Après un ralentissement en 2009, le premier opérateur européen d’avions d’affaires se ressaisit.
L’Echo, 2 Septembre 2011
Eric Connor, Président et directeur général de NetJets Europe, a pris ses fonctions en 2009, c’est-à-dire au plus mauvais moment pour l’aviation d’affaires. Très touché par la crise financière de 2008, le marché a chuté de 20 % et, sur celui très spécifique de la propriété partagée, NetJets n’a pas échappé au mouvement. « Fin 2009, on a enregistré une stabilisation, explique Connor, et même une relance de l’ordre de 8 à 9 % au début de 2010. C’est alors que l’épisode du volcan islandais nous est tombé dessus. Si l’aviation commerciale a pâti des immobilisations, nous aussi bien entendu. »
Résultat, la progression a été de 5 à 6 %, ce qui ne constituait pas un rattrapage suffisant pour enregistrer des profits nets, malgré des bénéfices opérationnels. Dans l’immédiat, les profits nets ne se dégageraient que moyennant toute une série de conditions liées à la santé économique du continent européen, au cours du dollar, voire à des ventes exceptionnelles. Toutefois, l’opérateur avait prévu une formidable croissance dès cette année, notamment avec l’acquisition de nouveaux avions. NetJets a préféré temporiser, comme l’explique Connor : « On a reprofilé nos livraisons d’avions neufs dans le temps. Nous avons eu des discussions avec les constructeurs avec qui nous avons des liens assez forts et nous avons pu obtenir des conditions satisfaisantes. » Si Connor confirme qu’au premier semestre « NetJets suit la ligne budgétée en matière de reprise des vols », il estime néanmoins que « la vraie reprise est attendue entre 2013 et 2015 ».

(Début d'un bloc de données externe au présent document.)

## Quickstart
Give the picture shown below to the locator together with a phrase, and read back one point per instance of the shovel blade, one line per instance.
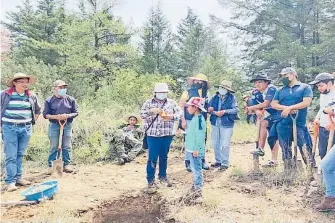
(57, 167)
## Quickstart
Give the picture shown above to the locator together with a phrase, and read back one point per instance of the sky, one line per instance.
(136, 11)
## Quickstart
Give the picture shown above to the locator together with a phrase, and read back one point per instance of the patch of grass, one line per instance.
(244, 133)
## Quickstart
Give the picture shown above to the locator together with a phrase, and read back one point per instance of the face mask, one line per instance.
(325, 91)
(285, 81)
(62, 92)
(222, 91)
(161, 96)
(197, 85)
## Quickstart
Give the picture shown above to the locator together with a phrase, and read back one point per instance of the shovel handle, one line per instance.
(61, 129)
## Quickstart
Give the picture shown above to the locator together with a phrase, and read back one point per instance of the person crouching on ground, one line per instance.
(195, 143)
(60, 108)
(328, 171)
(126, 141)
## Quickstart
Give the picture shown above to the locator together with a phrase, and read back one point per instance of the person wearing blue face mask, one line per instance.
(223, 108)
(60, 108)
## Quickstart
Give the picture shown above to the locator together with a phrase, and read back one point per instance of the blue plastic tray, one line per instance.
(47, 193)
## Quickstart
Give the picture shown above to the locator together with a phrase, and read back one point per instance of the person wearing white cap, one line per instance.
(325, 84)
(19, 111)
(292, 101)
(159, 114)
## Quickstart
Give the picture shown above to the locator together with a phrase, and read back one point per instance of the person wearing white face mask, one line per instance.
(159, 114)
(60, 108)
(223, 109)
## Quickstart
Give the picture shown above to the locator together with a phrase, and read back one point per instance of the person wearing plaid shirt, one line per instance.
(159, 132)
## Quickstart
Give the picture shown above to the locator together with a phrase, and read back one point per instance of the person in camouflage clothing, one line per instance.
(126, 142)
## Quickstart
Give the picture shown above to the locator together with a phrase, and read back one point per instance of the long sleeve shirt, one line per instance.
(195, 135)
(325, 100)
(160, 127)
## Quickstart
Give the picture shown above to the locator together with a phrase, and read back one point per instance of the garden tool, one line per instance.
(57, 165)
(296, 163)
(315, 139)
(331, 133)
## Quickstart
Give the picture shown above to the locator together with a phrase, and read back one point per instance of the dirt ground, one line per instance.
(109, 193)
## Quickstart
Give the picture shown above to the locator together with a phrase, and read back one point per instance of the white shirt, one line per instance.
(325, 100)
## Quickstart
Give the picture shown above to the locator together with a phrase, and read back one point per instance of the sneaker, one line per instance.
(258, 151)
(11, 187)
(23, 182)
(223, 168)
(204, 165)
(188, 166)
(165, 182)
(270, 164)
(68, 169)
(328, 204)
(215, 165)
(151, 188)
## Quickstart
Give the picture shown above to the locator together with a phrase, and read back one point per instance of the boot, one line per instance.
(188, 165)
(328, 204)
(204, 165)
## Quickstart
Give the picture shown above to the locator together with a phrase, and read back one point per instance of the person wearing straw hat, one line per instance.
(195, 144)
(125, 144)
(19, 111)
(60, 107)
(325, 84)
(262, 97)
(251, 116)
(159, 114)
(199, 86)
(223, 108)
(293, 97)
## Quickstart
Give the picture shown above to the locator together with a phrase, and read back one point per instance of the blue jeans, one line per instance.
(328, 171)
(196, 167)
(285, 137)
(16, 139)
(158, 148)
(323, 141)
(221, 137)
(53, 133)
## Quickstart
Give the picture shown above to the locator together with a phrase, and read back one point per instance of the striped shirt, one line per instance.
(160, 127)
(18, 109)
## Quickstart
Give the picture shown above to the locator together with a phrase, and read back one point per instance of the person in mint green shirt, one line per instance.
(195, 144)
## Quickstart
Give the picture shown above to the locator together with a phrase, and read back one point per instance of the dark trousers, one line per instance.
(323, 141)
(158, 148)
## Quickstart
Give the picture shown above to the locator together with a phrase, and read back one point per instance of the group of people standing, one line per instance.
(280, 111)
(20, 110)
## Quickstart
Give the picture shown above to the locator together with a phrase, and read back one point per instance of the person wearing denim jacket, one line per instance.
(19, 111)
(60, 108)
(223, 108)
(195, 143)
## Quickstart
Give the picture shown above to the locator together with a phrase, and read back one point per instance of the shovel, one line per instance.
(331, 134)
(296, 163)
(57, 165)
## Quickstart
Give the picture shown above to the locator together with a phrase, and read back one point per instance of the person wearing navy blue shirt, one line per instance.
(262, 97)
(223, 109)
(292, 101)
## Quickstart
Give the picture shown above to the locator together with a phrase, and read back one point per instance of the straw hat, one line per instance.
(226, 85)
(32, 79)
(128, 116)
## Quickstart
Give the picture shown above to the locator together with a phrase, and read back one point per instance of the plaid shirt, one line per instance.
(160, 127)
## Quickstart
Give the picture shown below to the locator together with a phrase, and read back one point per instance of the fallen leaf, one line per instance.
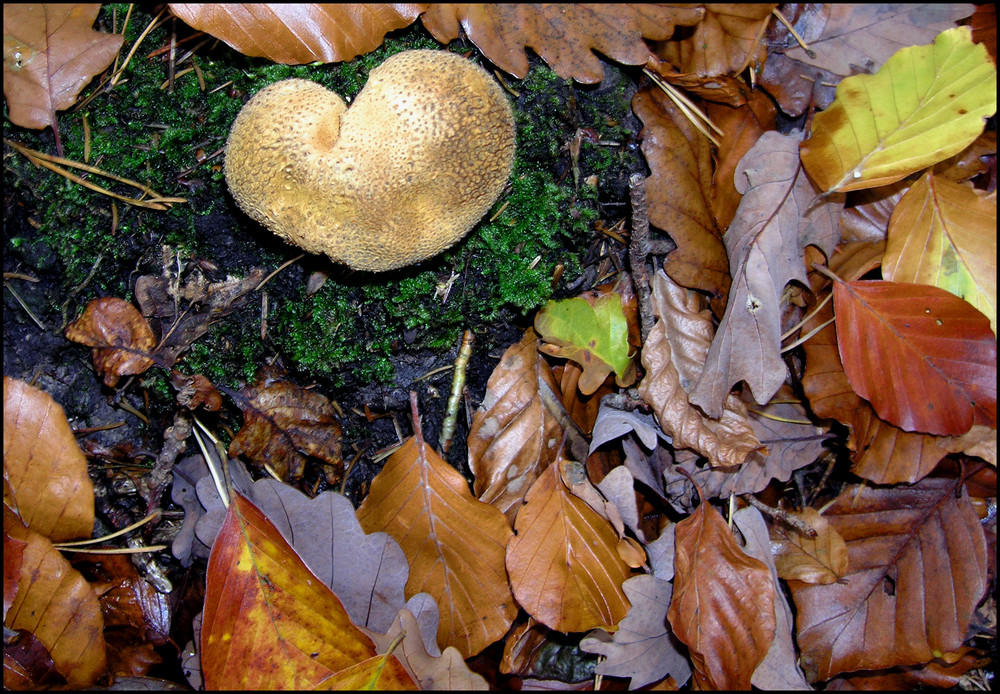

On imagine volontiers que les fournisseurs d’avions de NetJets soient « compréhensifs ». Avec 150 avions dans sa flotte, soit la plus importante d’Europe et 1.600 clients, NetJets ne dicte peut-être pas sa loi, mais on lui déroule volontiers le tapis rouge, crise ou pas crise. Et s’il faut attendre 2012 - qu’Eric Connor qualifie d’« année charnière » - pour livrer les premiers avions, il en sera ainsi. Du reste, pour bien marquer son optimisme, le groupe NetJets a commandé en mars dernier 50 Bombardier de la série Global pour 2,8 milliards d’USD. Elle fait suite à celle pour des Embraer (Phenom) et des Dassault 7X (24 unités pour 1,1 milliard d’USD). Lancée il y a quinze ans et soutenue depuis 1998 par le groupe Berkshire Hathaway de Warren Buffet (qui en était un « client très satisfait »), NetJets a imprimé sa marque sur le continent et vise maintenant les pays de l’Est jusqu’en Inde. « La grande différence entre l’Est et l’Occident, c’est que là-bas, ils sont fiers de voyager en avion d’affaires et qu’ils le montrent », sourit Eric Connor.
Depuis 2004, NetJets Europe a très bien pénétré le marché belge aussi. Cette année-là, 700 vols avaient été assurés par l’entreprise. Ils étaient 1.200 en 2009 et un peu plus en 2010. Au premier semestre de cette année, on atteignait déjà les 650 liaisons. Au vu des chiffres de 2010, plus de 900 vols ont eu Bruxelles pour aéroport de départ, 120 sont partis d’Anvers, 90 de Liège et 50 d’Ostende. Quant aux destinations, on trouve dans le «Top 10» Paris Le Bourget en premier (ce qui est assez étonnant quand on songe qu’il faut autant de temps du Bourget au centre de Paris que le vol lui-même), puis Genève, Northolt, London City, Luton, Sion, Nice, Linate (Milan), Aix-les-Bains et… Schiphol!
Au premier semestre, sur l’ensemble des 25.000 vols opérés dans l’ensemble de l’Europe par NetJets, les aéroports les plus fréquentés ont été Paris-Le Bourget, Genève, London City, Farnborough et Nice. On n’a jamais dit que l’aviation d’affaires était réservée exclusivement aux déplacements d’affaires!